Ikut Upah Minimum, Gaji Peserta Magang Nasional Naik Tahun Depan

Oleh: DWJ-Manajement 29 Jul 2026
Ikut Upah Minimum, Gaji Peserta Magang Nasional Naik Tahun Depan

Branding Perusahaan: Perusahaan yang peduli terhadap kesejahteraan peserta magang akan memiliki citra positif (employer branding) di mata publik dan calon pekerja profesional di masa depan.

Efisiensi Rekrutmen: Dengan program magang yang berkualitas, perusahaan dapat melakukan seleksi alami terhadap calon karyawan tetap, sehingga proses rekrutmen di masa depan menjadi lebih efektif dan efisien.

Tantangan dalam Implementasi Kebijakan

Meskipun bertujuan mulia, implementasi kenaikan uang saku magang ini diprediksi akan menghadapi sejumlah tantangan. Salah satu tantangan utamanya adalah memastikan kepatuhan perusahaan, terutama bagi perusahaan skala kecil dan menengah (UMKM) yang mungkin memiliki keterbatasan anggaran.

Pemerintah perlu menyiapkan skema pengawasan yang ketat untuk memastikan bahwa kenaikan ini benar-benar sampai ke tangan peserta magang. Selain itu, sosialisasi yang masif diperlukan agar tidak terjadi salah kaprah di lapangan, baik oleh pihak pemberi kerja maupun oleh peserta magang itu sendiri mengenai perbedaan antara upah dan uang saku.

Menaker Yassierli menekankan bahwa peran pengawas ketenagakerjaan akan diperkuat untuk memantau jalannya program magang di berbagai sektor industri, guna memastikan regulasi baru ini berjalan sesuai dengan koridor yang telah ditetapkan.

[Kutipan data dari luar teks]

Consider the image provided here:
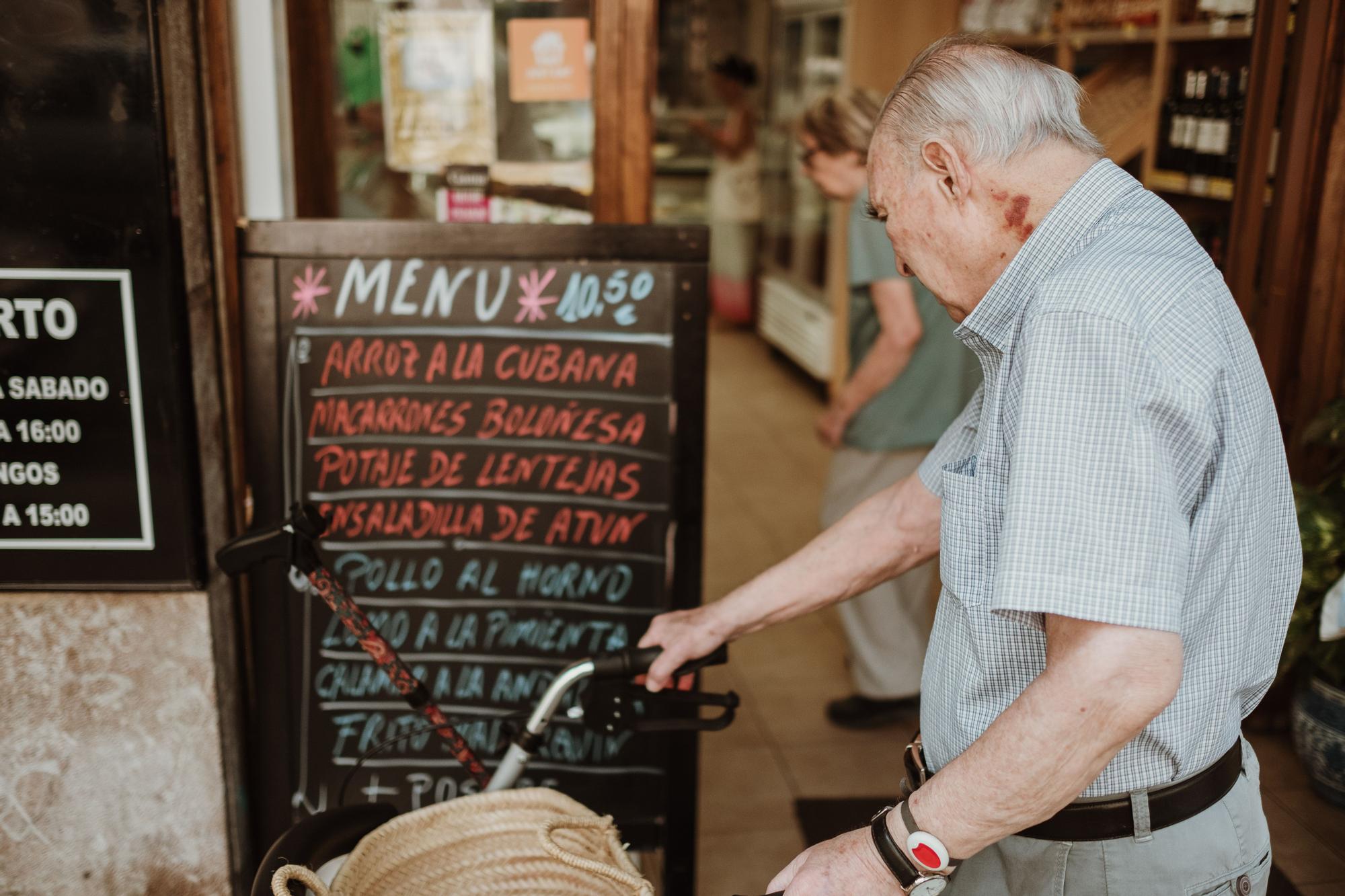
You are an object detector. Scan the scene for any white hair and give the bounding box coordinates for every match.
[876,34,1104,164]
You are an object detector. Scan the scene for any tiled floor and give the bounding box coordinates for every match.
[698,328,1345,896]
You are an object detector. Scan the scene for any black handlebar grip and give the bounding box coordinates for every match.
[593,645,729,678]
[215,526,289,576]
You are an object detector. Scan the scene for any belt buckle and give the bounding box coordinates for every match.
[902,732,929,791]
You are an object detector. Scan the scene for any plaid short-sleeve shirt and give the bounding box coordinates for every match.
[919,160,1301,797]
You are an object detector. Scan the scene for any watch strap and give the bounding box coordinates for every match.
[869,806,924,889]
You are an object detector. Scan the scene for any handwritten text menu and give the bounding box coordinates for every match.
[278,258,677,813]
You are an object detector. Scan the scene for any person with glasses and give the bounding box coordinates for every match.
[798,89,981,728]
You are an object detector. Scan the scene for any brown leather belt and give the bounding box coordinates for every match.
[907,735,1243,841]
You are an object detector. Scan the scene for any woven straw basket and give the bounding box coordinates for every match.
[270,787,654,896]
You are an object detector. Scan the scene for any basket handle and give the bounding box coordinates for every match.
[538,815,654,896]
[270,865,331,896]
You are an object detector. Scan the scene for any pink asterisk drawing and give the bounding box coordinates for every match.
[514,268,558,323]
[291,265,332,319]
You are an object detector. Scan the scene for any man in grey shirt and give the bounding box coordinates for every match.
[640,36,1301,896]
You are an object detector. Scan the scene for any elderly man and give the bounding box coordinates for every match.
[642,36,1301,896]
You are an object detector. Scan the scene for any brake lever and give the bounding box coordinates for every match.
[580,680,741,733]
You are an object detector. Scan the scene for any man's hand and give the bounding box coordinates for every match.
[639,604,733,692]
[816,402,850,448]
[767,827,902,896]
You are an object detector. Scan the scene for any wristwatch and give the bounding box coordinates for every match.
[869,806,948,896]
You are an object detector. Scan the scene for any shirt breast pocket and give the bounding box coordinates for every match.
[939,455,986,604]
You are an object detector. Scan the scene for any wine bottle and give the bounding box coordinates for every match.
[1224,66,1251,179]
[1205,69,1233,177]
[1165,69,1196,171]
[1186,69,1215,175]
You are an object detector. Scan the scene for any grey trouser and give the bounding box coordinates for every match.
[822,448,935,700]
[946,740,1270,896]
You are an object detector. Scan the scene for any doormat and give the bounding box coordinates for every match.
[794,797,1299,896]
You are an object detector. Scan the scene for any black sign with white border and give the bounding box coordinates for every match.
[0,268,155,551]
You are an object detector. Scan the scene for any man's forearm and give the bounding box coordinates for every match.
[710,475,939,639]
[911,616,1181,858]
[837,340,915,414]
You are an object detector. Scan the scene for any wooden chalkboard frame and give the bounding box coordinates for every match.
[238,220,709,893]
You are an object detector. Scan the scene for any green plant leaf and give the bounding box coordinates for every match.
[1303,398,1345,448]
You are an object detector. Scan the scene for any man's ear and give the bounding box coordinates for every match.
[920,140,971,203]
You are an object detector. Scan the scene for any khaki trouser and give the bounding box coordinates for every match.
[946,740,1270,896]
[822,448,936,700]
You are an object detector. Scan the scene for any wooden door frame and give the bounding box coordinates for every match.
[285,0,658,223]
[1235,0,1342,414]
[155,0,252,893]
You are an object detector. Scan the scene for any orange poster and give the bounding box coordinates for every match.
[508,19,592,102]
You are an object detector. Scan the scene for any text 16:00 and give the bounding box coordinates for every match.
[13,419,82,444]
[23,505,89,528]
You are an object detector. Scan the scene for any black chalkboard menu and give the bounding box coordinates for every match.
[245,222,705,887]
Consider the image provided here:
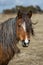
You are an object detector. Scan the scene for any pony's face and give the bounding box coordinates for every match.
[16,12,31,47]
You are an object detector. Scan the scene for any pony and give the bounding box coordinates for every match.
[0,10,34,65]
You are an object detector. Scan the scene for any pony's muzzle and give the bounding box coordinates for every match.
[22,40,30,47]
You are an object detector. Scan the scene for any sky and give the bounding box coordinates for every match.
[0,0,43,13]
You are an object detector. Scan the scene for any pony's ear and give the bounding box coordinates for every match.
[17,10,22,18]
[27,10,32,18]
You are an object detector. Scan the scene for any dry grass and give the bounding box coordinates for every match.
[0,14,43,65]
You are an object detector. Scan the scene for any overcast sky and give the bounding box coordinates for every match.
[0,0,43,12]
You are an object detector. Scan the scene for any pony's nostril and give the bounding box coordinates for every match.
[22,40,24,42]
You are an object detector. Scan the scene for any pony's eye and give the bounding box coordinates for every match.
[18,24,21,27]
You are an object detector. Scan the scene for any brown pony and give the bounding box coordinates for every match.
[0,11,34,65]
[16,10,34,47]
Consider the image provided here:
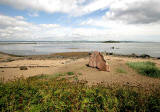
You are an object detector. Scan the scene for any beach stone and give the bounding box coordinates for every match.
[88,51,109,71]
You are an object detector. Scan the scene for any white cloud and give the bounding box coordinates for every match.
[0,15,113,41]
[0,0,114,16]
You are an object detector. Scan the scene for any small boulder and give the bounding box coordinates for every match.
[88,51,110,71]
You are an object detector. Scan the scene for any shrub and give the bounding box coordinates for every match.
[127,61,160,77]
[67,72,74,75]
[116,68,127,73]
[19,66,28,70]
[0,75,160,112]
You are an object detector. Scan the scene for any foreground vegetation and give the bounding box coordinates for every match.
[0,72,160,112]
[127,61,160,77]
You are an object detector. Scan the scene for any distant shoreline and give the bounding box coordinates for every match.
[0,52,160,59]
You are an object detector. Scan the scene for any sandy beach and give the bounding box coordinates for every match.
[0,52,160,88]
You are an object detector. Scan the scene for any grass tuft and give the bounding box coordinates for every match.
[116,68,127,74]
[67,72,74,75]
[0,75,160,112]
[127,61,160,77]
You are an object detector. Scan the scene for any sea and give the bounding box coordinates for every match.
[0,41,160,57]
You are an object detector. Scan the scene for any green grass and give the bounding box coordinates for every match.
[0,75,160,112]
[67,72,74,75]
[116,68,127,74]
[127,61,160,77]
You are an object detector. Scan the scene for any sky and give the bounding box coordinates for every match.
[0,0,160,42]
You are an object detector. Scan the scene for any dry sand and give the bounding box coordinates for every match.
[0,53,160,88]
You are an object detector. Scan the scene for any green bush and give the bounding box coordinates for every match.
[67,72,74,75]
[0,75,160,112]
[127,61,160,77]
[116,68,127,73]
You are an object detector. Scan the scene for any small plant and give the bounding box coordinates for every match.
[78,73,82,75]
[127,61,160,77]
[116,68,127,73]
[0,75,160,112]
[67,72,74,75]
[19,66,28,70]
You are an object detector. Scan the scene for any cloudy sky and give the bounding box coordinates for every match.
[0,0,160,42]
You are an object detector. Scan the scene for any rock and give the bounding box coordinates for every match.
[88,51,109,71]
[19,66,28,70]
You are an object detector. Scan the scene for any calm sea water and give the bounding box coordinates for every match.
[0,42,160,57]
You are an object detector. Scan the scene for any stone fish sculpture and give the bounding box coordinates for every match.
[88,51,110,72]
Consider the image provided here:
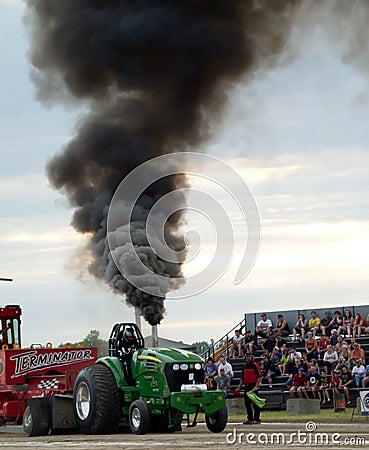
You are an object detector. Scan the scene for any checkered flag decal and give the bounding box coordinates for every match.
[37,378,59,389]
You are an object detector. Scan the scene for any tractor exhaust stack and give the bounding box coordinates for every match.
[151,325,159,347]
[135,306,141,331]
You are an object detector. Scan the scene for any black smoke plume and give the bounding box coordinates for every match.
[25,0,294,324]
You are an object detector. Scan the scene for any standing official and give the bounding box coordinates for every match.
[237,353,262,425]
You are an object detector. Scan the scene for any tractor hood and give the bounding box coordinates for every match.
[133,347,204,363]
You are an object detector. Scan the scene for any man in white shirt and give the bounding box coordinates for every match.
[351,359,365,388]
[230,330,243,358]
[218,356,233,379]
[255,313,273,343]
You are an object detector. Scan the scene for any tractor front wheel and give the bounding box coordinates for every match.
[23,406,50,436]
[205,405,228,433]
[129,400,151,434]
[73,364,121,434]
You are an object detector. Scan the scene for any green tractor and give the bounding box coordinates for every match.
[73,323,228,434]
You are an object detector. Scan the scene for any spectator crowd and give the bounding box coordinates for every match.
[204,310,369,404]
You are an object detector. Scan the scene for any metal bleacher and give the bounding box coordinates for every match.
[202,305,369,409]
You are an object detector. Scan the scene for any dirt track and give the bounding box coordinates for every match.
[0,421,369,450]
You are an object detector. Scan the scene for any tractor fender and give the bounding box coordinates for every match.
[96,356,127,389]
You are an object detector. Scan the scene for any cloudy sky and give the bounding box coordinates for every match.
[0,0,369,345]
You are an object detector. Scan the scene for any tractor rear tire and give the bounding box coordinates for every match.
[73,364,122,434]
[23,406,50,437]
[205,405,228,433]
[129,400,151,434]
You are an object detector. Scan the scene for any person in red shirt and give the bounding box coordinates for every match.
[290,367,307,398]
[237,353,262,425]
[317,332,331,359]
[352,313,367,339]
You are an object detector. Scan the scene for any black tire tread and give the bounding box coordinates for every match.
[23,406,50,437]
[129,399,151,435]
[76,364,121,434]
[205,405,228,433]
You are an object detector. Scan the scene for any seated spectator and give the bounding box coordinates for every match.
[331,328,338,347]
[305,330,318,361]
[308,311,320,337]
[306,358,320,375]
[278,347,291,377]
[329,369,340,397]
[351,359,366,388]
[290,347,302,362]
[243,330,255,354]
[323,345,338,374]
[204,357,218,391]
[329,310,342,335]
[350,342,365,361]
[338,344,351,362]
[255,313,273,342]
[214,369,231,393]
[230,330,243,358]
[290,367,307,398]
[361,364,369,387]
[274,334,287,349]
[337,309,354,337]
[335,356,351,372]
[320,311,332,336]
[261,332,275,355]
[302,365,320,398]
[260,354,270,378]
[335,366,353,405]
[218,356,233,379]
[273,314,291,336]
[286,358,305,386]
[317,332,331,359]
[266,347,282,388]
[352,313,367,338]
[318,368,331,405]
[292,314,308,341]
[334,335,348,356]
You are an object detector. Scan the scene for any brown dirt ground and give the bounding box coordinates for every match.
[0,420,369,450]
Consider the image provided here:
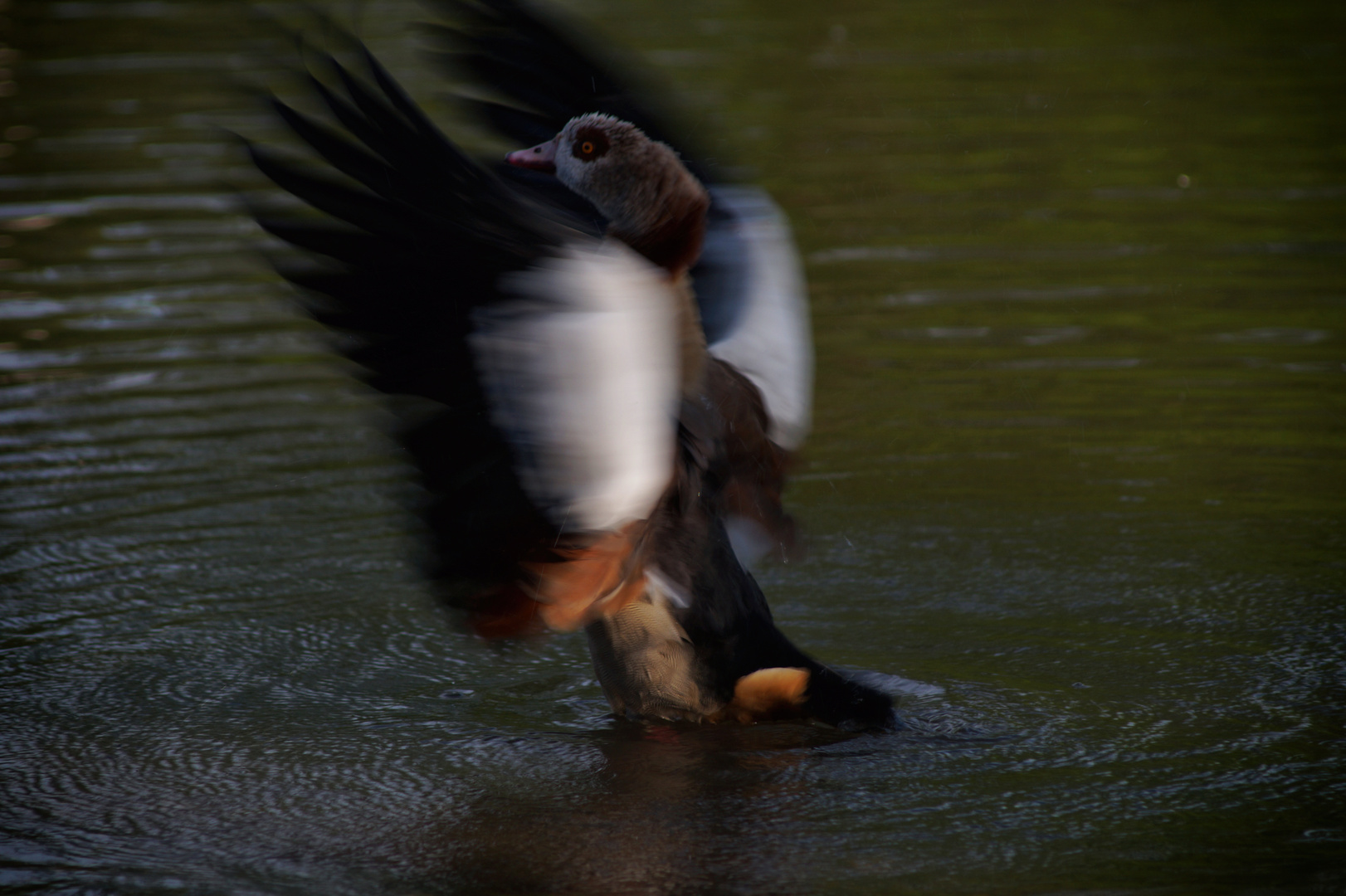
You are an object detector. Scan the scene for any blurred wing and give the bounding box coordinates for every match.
[471,240,678,533]
[249,43,675,593]
[693,187,813,450]
[432,0,813,450]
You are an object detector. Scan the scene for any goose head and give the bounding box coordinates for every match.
[505,112,710,275]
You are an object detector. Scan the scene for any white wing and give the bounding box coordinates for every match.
[471,240,678,532]
[693,187,813,448]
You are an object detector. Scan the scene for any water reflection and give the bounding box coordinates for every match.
[0,2,1346,896]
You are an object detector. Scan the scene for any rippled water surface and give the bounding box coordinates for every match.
[0,0,1346,894]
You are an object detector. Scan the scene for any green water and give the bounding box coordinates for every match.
[0,0,1346,896]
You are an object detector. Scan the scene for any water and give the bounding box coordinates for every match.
[0,0,1346,894]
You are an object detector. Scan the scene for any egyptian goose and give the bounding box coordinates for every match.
[249,2,894,728]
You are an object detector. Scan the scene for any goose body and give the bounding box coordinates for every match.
[251,0,892,727]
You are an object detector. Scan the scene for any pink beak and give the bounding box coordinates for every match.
[505,137,556,173]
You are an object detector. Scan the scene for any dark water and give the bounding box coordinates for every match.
[0,0,1346,894]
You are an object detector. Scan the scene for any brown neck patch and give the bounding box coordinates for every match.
[611,190,710,275]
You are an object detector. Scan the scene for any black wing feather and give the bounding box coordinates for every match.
[247,41,573,591]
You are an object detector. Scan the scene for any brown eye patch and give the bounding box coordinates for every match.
[571,128,612,162]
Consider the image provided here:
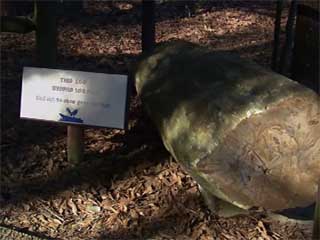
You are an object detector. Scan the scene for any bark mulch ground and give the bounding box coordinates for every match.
[0,1,311,240]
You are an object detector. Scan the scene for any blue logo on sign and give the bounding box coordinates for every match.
[59,108,83,123]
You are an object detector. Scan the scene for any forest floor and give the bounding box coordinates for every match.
[0,1,311,240]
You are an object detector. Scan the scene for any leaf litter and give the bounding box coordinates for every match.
[0,1,311,240]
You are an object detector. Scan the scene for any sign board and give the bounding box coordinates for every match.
[20,67,128,129]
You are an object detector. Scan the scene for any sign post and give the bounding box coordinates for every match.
[20,67,128,163]
[67,125,84,164]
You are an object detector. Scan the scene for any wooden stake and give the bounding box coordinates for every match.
[67,125,84,164]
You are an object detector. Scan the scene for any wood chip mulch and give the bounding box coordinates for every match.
[0,1,312,240]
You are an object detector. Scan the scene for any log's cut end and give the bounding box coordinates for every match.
[196,95,320,210]
[136,42,320,214]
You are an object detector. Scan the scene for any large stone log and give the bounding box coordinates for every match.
[135,42,320,216]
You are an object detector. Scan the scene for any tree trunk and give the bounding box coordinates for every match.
[279,0,297,75]
[292,1,320,94]
[1,16,36,33]
[142,0,155,52]
[312,183,320,240]
[271,0,283,72]
[36,1,57,67]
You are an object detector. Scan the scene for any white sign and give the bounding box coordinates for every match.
[20,67,128,129]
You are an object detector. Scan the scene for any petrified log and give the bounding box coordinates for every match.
[135,42,320,216]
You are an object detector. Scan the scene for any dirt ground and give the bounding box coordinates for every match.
[0,1,311,240]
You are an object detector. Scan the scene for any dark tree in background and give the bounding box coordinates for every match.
[292,1,320,93]
[279,0,297,75]
[141,0,155,52]
[271,0,283,72]
[35,1,57,67]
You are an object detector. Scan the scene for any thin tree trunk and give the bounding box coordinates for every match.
[142,0,155,52]
[36,1,57,67]
[1,16,36,33]
[279,0,297,74]
[271,0,283,71]
[312,181,320,240]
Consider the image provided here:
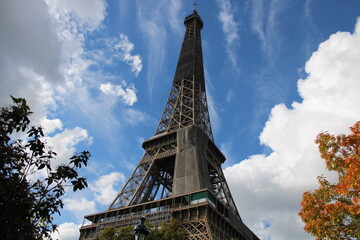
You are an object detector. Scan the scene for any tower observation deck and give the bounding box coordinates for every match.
[80,10,259,240]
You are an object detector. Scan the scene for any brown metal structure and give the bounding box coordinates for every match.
[80,10,258,240]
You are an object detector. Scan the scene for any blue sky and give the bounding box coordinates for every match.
[0,0,360,240]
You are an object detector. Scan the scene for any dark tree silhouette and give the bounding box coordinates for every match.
[0,97,90,240]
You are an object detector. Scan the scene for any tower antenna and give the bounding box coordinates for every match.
[193,0,198,11]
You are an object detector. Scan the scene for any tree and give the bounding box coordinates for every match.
[94,218,188,240]
[0,97,90,240]
[299,121,360,240]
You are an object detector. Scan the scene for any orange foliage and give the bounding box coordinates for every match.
[299,121,360,240]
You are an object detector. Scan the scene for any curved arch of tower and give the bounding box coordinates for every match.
[80,10,259,240]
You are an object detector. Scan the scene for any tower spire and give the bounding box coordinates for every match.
[155,10,214,141]
[80,7,259,240]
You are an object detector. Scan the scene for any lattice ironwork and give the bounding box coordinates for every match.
[80,11,258,240]
[181,219,210,240]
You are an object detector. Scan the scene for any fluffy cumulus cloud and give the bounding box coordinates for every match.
[99,81,137,106]
[225,17,360,240]
[51,222,80,240]
[89,172,125,205]
[115,33,142,76]
[47,127,92,164]
[63,197,97,222]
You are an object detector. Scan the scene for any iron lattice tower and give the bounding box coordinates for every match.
[80,10,258,240]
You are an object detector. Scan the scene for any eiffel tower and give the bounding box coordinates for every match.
[80,7,259,240]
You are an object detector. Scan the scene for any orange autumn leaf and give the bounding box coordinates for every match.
[299,121,360,240]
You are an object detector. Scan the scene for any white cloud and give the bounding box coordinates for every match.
[136,0,184,95]
[115,33,142,76]
[51,222,81,240]
[224,17,360,240]
[99,81,137,106]
[45,0,106,31]
[47,127,92,165]
[63,197,97,222]
[89,172,125,205]
[123,108,153,126]
[217,0,240,71]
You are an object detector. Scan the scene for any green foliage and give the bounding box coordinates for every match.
[299,121,360,240]
[94,218,188,240]
[0,97,90,239]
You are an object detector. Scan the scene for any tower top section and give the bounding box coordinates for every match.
[184,9,204,29]
[155,9,214,141]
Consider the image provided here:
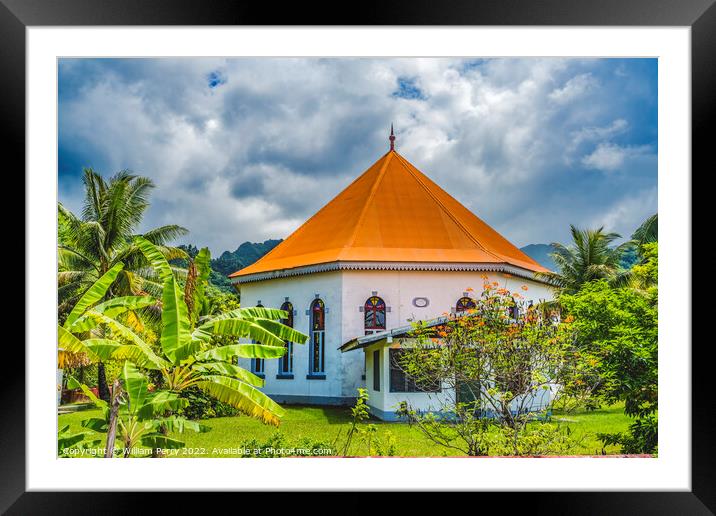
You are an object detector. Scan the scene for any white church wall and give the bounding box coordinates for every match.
[240,270,552,413]
[364,340,449,421]
[240,271,348,404]
[343,271,553,341]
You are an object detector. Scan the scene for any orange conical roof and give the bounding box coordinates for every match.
[230,149,547,277]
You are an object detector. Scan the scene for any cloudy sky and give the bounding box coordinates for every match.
[58,58,657,255]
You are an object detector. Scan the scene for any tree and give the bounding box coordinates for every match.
[631,213,659,249]
[57,263,162,369]
[539,225,633,294]
[57,168,187,401]
[560,252,658,453]
[70,361,209,458]
[122,237,308,425]
[396,279,579,455]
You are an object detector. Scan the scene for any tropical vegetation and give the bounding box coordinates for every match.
[57,169,658,457]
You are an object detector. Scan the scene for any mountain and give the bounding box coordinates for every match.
[520,244,557,271]
[211,240,281,276]
[177,240,281,292]
[520,244,639,272]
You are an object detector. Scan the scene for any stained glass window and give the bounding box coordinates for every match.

Harapan bagi Generasi Muda

Bagi generasi Z dan milenial yang saat ini tengah berjuang di dunia kerja, kebijakan ini merupakan angin segar. Program magang yang selama ini sering dianggap sebagai "kerja murah" atau sekadar syarat kelulusan, diharapkan akan bertransformasi menjadi program pengembangan karier yang profesional dan dihargai secara finansial.

Dengan adanya kepastian kenaikan uang saku tahun depan, diharapkan semangat belajar dan produktivitas peserta magang dapat meningkat, yang pada gilirannya akan mempercepat penyerapan tenaga kerja terampil di pasar kerja nasional.

Kesimpulan

Keputusan Menteri Ketenagakerjaan Yassierli untuk menyesuaikan uang saku peserta Magang Nasional dengan tren kenaikan upah minimum merupakan langkah progresif dalam melindungi hak-hak tenaga kerja muda. Kebijakan ini tidak hanya bertujuan untuk meningkatkan kesejahteraan finansial peserta magang, tetapi juga untuk menaikkan standar kualitas program magang di Indonesia secara keseluruhan.

Meskipun tantangan dalam hal pengawasan dan kesiapan anggaran perusahaan tetap ada, langkah ini diharapkan mampu menciptakan ekosistem ketenagakerjaan yang lebih adil, kompetitif, dan mampu mencetak sumber daya manusia unggul yang siap menghadapi tantangan industri global di masa depan.